Nada disso quer dizer que devemos evitar os prazeres e posses corporais a todo custo. Essa foi a estratégia sugerida por alguns filósofos antigos, como Diógenes, o Cínico, que vivia mal tendo apenas um jarro de vinho como abrigo e que ao encontrar um doce em seu desjejum o jogou fora dizendo “fora com tiranos”! O conselho mais moderado de Al-Kindī é que não devemos evitar nem buscar prazeres ou riquezas. Em vez disso, devemos tratá-los como o nobre rei cumprimenta seus convidados. O rei "não avança em direção a uma pessoa nem se despede dela quando ela sai, mas gosta de tudo o que encontra agindo com mais calma e mostrando que não precisa deles."

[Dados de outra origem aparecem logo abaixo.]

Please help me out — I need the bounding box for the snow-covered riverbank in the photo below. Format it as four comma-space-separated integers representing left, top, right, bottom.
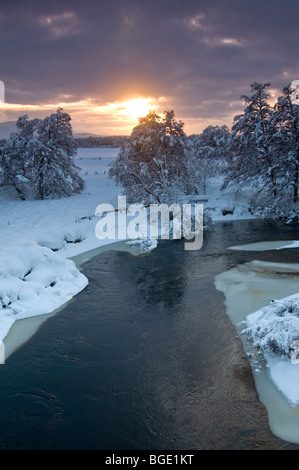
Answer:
0, 148, 256, 348
0, 148, 299, 440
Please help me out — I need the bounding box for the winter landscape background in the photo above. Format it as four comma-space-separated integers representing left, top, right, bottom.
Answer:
0, 0, 299, 452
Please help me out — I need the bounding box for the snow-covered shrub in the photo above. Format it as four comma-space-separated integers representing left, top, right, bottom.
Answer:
240, 295, 299, 356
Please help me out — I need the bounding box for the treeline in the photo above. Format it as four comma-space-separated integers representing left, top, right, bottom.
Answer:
109, 82, 299, 219
0, 108, 84, 200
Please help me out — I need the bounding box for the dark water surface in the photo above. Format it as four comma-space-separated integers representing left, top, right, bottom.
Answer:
0, 221, 299, 450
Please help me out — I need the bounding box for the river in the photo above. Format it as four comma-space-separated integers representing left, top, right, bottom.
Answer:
0, 220, 299, 450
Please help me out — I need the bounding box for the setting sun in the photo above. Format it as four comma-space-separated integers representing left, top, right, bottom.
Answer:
122, 98, 155, 119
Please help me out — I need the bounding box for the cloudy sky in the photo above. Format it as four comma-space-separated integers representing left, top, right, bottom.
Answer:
0, 0, 299, 135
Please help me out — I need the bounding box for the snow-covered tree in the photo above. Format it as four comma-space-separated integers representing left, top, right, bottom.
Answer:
0, 109, 84, 199
109, 111, 188, 203
272, 85, 299, 205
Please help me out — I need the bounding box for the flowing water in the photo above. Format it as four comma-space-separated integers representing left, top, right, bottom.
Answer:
0, 221, 299, 450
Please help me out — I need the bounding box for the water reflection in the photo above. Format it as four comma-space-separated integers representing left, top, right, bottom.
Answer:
0, 221, 299, 450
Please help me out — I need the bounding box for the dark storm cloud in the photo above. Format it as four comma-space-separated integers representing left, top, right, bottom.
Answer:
0, 0, 299, 132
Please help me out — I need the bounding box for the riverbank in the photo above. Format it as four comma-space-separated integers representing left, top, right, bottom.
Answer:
0, 148, 258, 352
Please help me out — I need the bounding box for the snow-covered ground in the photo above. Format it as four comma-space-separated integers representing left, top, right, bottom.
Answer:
0, 148, 299, 444
0, 148, 258, 348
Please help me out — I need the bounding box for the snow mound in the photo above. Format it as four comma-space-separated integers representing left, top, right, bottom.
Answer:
241, 294, 299, 356
0, 239, 88, 338
126, 238, 158, 253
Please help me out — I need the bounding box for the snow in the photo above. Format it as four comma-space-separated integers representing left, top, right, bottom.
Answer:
0, 148, 299, 442
0, 148, 157, 354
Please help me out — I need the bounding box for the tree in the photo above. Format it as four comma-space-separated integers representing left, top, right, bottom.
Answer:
272, 84, 299, 204
0, 108, 84, 199
189, 126, 230, 194
109, 111, 188, 203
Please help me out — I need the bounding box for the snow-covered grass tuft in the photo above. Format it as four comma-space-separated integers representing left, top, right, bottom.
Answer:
0, 239, 88, 338
241, 294, 299, 357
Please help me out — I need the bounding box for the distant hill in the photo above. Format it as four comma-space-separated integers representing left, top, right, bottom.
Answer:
0, 121, 17, 139
74, 134, 128, 148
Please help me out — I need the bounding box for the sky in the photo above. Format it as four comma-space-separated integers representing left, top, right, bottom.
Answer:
0, 0, 299, 135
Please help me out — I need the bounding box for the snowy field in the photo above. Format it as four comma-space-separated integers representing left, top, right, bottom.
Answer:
0, 148, 299, 442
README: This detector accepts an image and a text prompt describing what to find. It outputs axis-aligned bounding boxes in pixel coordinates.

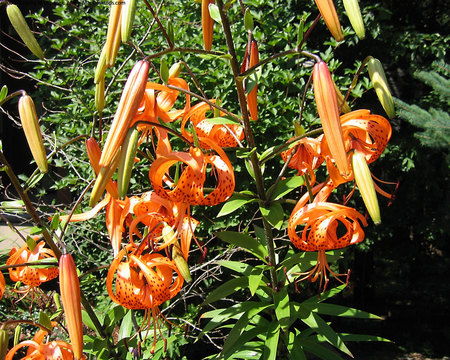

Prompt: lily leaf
[273,287,291,331]
[217,193,256,217]
[262,322,280,360]
[206,116,240,125]
[216,231,268,263]
[201,276,248,306]
[259,202,284,230]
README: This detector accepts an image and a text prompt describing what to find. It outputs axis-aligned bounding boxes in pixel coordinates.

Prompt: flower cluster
[281,61,391,289]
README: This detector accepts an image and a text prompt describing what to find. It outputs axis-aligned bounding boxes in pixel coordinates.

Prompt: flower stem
[216,0,278,289]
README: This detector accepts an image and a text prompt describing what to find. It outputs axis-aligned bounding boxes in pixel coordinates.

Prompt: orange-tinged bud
[105,1,123,66]
[19,95,48,173]
[314,0,344,41]
[313,61,350,176]
[86,137,119,199]
[343,0,366,40]
[0,329,9,360]
[100,60,149,166]
[352,150,381,224]
[247,40,259,121]
[6,4,44,59]
[333,81,352,113]
[89,149,121,206]
[59,254,83,359]
[95,78,105,113]
[202,0,215,50]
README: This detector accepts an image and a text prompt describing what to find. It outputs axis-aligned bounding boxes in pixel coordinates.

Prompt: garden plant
[0,0,408,360]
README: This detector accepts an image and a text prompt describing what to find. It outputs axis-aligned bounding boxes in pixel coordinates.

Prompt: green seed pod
[95,79,105,113]
[19,95,48,174]
[117,128,139,199]
[6,4,44,59]
[367,58,395,119]
[94,44,108,84]
[352,151,381,225]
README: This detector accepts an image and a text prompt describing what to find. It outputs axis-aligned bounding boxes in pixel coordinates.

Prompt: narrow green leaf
[299,339,344,360]
[222,326,267,359]
[305,303,381,320]
[81,310,97,333]
[208,4,222,24]
[217,193,256,217]
[301,312,353,357]
[206,116,240,125]
[201,276,248,306]
[218,260,253,276]
[159,59,169,84]
[262,322,280,360]
[248,267,264,296]
[273,286,291,331]
[222,303,272,352]
[244,8,254,32]
[267,176,304,200]
[39,311,53,330]
[286,330,306,360]
[199,301,261,338]
[118,310,133,341]
[27,235,37,251]
[341,334,392,342]
[259,202,284,230]
[216,231,268,264]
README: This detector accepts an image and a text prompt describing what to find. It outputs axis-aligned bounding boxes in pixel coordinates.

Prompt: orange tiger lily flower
[5,322,86,360]
[313,61,350,176]
[6,241,58,287]
[288,202,367,291]
[181,99,244,149]
[129,191,200,260]
[202,0,215,51]
[106,245,184,351]
[314,0,344,41]
[149,138,235,206]
[281,137,325,185]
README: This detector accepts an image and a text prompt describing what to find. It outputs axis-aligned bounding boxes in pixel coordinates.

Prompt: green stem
[216,0,278,290]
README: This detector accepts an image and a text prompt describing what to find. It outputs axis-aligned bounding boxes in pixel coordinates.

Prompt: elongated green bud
[121,0,136,43]
[172,241,192,283]
[117,128,139,199]
[6,4,44,59]
[367,58,395,118]
[89,148,121,207]
[95,79,105,113]
[19,95,48,173]
[94,44,108,84]
[352,150,381,224]
[169,61,183,79]
[0,329,9,360]
[59,254,83,360]
[343,0,366,40]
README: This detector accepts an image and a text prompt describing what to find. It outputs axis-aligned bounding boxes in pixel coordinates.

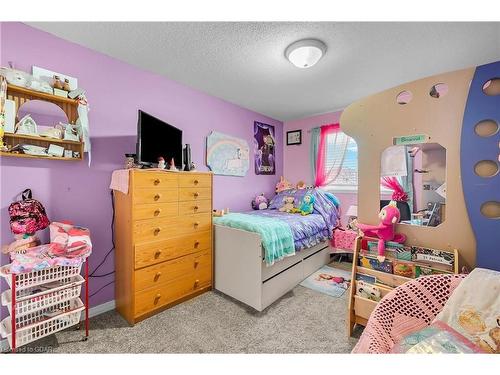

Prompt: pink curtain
[314,124,340,187]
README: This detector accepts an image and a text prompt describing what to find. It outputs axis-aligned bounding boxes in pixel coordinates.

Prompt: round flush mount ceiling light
[285,39,326,69]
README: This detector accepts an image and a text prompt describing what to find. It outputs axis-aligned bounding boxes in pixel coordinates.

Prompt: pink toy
[356,201,406,262]
[276,176,293,193]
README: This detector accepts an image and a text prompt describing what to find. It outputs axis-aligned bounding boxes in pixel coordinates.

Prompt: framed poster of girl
[254,121,276,175]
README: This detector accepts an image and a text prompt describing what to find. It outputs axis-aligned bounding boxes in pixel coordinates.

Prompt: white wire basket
[0,298,85,348]
[0,265,82,297]
[1,275,85,321]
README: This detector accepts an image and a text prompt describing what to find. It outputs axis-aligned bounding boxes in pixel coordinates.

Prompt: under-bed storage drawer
[261,262,304,309]
[303,247,330,278]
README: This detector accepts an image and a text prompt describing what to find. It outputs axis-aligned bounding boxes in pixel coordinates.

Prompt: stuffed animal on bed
[355,201,406,262]
[295,193,314,216]
[279,196,295,213]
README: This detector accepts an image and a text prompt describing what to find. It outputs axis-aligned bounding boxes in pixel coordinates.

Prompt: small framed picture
[286,130,302,146]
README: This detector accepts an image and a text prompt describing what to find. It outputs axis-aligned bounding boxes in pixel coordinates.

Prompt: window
[325,131,358,191]
[325,131,358,191]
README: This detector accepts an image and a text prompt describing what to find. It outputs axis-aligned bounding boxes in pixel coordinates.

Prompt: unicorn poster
[207,131,250,176]
[253,121,276,175]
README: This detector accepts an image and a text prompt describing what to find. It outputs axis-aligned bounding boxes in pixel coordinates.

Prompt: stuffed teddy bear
[279,196,295,213]
[252,193,269,210]
[297,193,314,216]
[355,201,406,262]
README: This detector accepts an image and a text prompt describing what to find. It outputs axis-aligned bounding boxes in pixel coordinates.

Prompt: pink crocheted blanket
[352,275,466,354]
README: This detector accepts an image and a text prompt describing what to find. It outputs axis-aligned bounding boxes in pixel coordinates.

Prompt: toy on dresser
[279,196,295,213]
[355,201,406,262]
[252,193,269,210]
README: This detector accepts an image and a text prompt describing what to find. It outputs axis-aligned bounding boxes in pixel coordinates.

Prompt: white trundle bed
[214,225,330,311]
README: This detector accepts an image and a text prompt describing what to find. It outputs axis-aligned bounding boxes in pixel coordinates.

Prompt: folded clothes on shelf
[6,222,92,273]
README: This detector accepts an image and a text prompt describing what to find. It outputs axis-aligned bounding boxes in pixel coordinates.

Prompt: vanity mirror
[380,143,446,227]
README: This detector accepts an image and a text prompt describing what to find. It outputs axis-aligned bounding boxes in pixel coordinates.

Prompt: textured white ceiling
[30,22,500,120]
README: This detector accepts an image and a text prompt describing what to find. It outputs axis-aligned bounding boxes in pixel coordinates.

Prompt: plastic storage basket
[2,275,85,321]
[0,298,85,347]
[0,265,82,298]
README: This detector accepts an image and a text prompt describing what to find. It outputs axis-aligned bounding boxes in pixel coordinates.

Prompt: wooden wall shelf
[7,84,78,124]
[0,84,84,161]
[0,133,83,161]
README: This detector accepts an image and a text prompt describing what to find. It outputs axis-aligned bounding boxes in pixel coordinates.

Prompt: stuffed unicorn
[356,201,406,262]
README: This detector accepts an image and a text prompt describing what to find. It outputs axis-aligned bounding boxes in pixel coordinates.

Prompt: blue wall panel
[456,61,500,271]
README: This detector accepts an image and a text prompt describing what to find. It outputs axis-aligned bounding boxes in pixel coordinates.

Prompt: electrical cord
[89,280,115,298]
[89,191,115,277]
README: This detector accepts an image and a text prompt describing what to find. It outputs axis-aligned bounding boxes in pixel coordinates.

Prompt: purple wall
[283,111,358,225]
[0,23,283,314]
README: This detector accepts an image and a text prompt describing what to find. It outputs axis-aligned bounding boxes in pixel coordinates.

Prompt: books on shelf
[358,241,455,278]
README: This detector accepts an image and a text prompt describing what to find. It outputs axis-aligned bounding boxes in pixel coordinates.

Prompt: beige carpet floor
[20,280,361,353]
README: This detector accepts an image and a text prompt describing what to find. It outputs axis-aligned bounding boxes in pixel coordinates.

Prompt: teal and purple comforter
[214,189,340,265]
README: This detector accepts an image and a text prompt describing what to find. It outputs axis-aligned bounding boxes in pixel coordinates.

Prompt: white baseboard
[0,300,116,353]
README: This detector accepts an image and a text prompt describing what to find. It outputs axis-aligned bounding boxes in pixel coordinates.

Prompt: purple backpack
[9,189,50,234]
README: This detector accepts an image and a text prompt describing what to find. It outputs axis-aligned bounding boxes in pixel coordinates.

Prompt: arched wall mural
[340,63,500,269]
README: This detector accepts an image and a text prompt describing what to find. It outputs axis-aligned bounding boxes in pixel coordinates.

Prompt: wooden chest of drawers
[114,170,212,324]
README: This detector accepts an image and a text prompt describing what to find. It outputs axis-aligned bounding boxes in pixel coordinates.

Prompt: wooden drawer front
[135,267,211,317]
[354,295,377,320]
[133,172,179,189]
[133,202,179,220]
[135,250,212,291]
[133,188,179,204]
[179,174,212,187]
[135,231,212,269]
[179,199,212,216]
[175,213,212,233]
[133,216,178,243]
[179,188,212,201]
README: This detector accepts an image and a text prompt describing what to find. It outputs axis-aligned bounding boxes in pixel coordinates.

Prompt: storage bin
[0,265,82,298]
[1,275,85,320]
[0,298,85,347]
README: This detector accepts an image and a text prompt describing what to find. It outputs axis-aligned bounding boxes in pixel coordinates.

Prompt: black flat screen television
[137,110,182,169]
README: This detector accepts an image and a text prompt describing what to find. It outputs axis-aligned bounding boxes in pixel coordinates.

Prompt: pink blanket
[352,274,466,354]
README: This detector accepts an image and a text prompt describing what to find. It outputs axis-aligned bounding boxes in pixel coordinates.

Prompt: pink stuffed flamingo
[356,201,406,262]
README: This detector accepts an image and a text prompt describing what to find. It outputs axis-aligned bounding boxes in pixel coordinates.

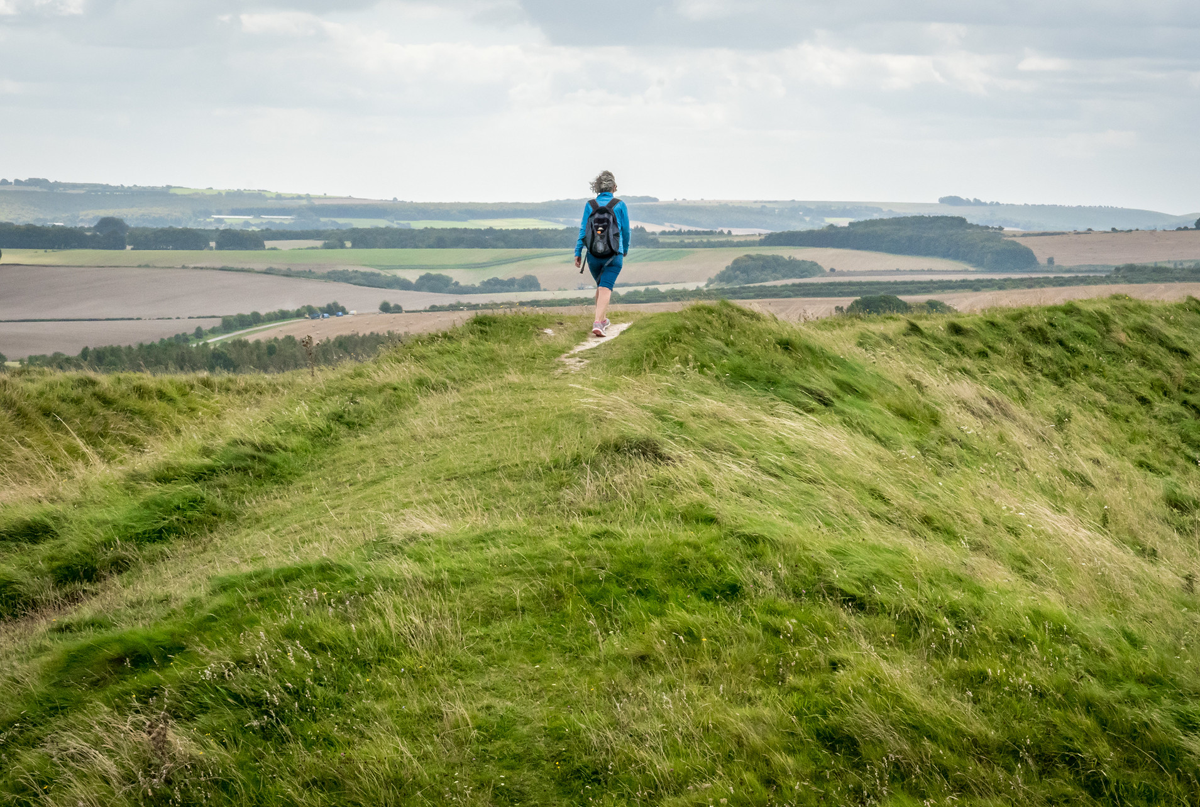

Parece um excelente conselho quando se trata de pavilhões e televisores, mas é menos atraente quando se trata de, digamos, filhos ou amigos. Uma pessoa que poderia suportar a morte horrível de seus entes queridos sem tristeza é, você pode argumentar, não um herói moral, mas um monstro imoral. Eu tendo a concordar, mas mesmo aqui temos algo a aprender com al-Kindī. Seu principal insight, também visto pelos cínicos, estóicos e budistas, é que a dor que você sentirá na vida é diretamente proporcional ao apego que você cria por coisas que pode perder. A lição a tirar pode não ser que devemos evitar formar apego inteiramente, mas que devemos fazê-lo com moderação e apenas por um bom motivo. Em outras palavras: ame seus filhos, mas não sua televisão de tela plana. Além disso, al-Kindī pode nos ajudar a lidar com a perda de coisas que valorizamos corretamente. Ele conta outra história com um rei: quando Alexandre, o Grande, estava perto da morte, disse à mãe para convidar para o funeral apenas aqueles que nunca haviam enfrentado o infortúnio. É claro que ninguém apareceu, lembrando-lhe que não estava sozinha em sua dor. Todos nós nos apegamos a coisas e pessoas, todos nós podemos e iremos perder o que amamos. Para aqueles de nós que não são Sócrates ou Buda, isso torna a tristeza inevitável, mas se seguirmos o conselho de al-Kindī e nos prepararmos sabendo que a perda com certeza virá, então a tristeza será mais fácil de suportar.